Instructions not to slouch conjure up a finishing school image of young women practicing their comportment with a book balanced on the head. But being prodded and poked into a good posture goes beyond looking smart and respectable. “Chin up, shoulders back” advice takes on a “fake it till you make it” quality. Like the placebo effect, it wouldn’t be interesting if it didn’t work.
Within the topic of body language is an aspirational idea that not only can you influence other people with your body language but you can also influence yourself. Its spokesperson, Harvard Business School professor Amy Cuddy, shot to fame with a TED Talk that has been viewed by 33 million people.
Watch Amy Cuddy’s TED Talk here.
Central to her approach is the power pose: two minutes with hands on hips and an open, broad chest. Cuddy asserts that posing like this can radically affect confidence and effect a feeling of power. The results are measurable: an increase in testosterone and decrease in the stress hormone, cortisol.

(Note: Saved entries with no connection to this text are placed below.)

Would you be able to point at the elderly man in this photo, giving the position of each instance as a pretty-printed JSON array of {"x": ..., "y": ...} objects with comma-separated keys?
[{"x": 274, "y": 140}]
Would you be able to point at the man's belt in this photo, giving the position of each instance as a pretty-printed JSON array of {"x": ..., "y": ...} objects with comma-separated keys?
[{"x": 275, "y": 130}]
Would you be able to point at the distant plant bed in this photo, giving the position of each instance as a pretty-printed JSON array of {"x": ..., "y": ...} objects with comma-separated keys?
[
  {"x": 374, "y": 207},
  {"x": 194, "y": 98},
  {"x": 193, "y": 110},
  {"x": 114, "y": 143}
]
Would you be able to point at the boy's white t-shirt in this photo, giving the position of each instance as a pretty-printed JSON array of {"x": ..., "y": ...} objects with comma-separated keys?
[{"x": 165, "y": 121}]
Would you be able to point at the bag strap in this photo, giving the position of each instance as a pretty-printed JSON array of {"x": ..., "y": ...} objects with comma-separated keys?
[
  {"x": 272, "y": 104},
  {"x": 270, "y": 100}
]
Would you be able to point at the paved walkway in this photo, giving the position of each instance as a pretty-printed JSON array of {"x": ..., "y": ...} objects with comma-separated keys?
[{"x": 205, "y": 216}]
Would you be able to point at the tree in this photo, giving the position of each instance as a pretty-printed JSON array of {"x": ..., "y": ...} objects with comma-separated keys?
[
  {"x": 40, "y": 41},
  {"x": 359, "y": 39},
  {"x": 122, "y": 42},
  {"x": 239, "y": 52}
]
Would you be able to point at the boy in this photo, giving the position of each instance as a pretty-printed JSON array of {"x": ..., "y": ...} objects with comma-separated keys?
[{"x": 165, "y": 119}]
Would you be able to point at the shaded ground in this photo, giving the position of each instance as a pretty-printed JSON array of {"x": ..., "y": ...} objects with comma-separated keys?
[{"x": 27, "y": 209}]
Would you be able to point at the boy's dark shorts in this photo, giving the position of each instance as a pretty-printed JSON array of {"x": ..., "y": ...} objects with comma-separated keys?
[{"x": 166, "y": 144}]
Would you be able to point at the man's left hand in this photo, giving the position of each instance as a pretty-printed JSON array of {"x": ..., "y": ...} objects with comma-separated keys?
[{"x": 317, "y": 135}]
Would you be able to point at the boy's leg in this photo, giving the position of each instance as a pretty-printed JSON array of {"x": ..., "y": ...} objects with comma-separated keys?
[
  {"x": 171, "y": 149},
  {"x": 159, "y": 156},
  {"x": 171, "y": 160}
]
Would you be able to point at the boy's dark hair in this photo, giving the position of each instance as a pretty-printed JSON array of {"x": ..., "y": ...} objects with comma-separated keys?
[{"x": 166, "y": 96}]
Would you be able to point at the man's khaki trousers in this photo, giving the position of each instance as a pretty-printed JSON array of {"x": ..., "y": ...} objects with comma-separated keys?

More than that, Cuddy’s belief is that body language shapes who we are. As a social psychologist she has researched the concept extensively. Thanks to the success of her TED Talk and subsequent book she has been able to spread her work over the world with talks at schools, homeless shelters and to athletes.
Others have taken the ideas and completed further research. Among students, those using power poses picked front row seats in class more often and saw themselves more as leaders. Video games are being developed to test whether power posing can help with pre-exam anxiety.
The effect is extraordinary and the benefits can be felt immediately. Requiring no equipment and no more training than the original insight it is a technique that can be implemented right now in any home or school to empower children with confidence and self-assurance.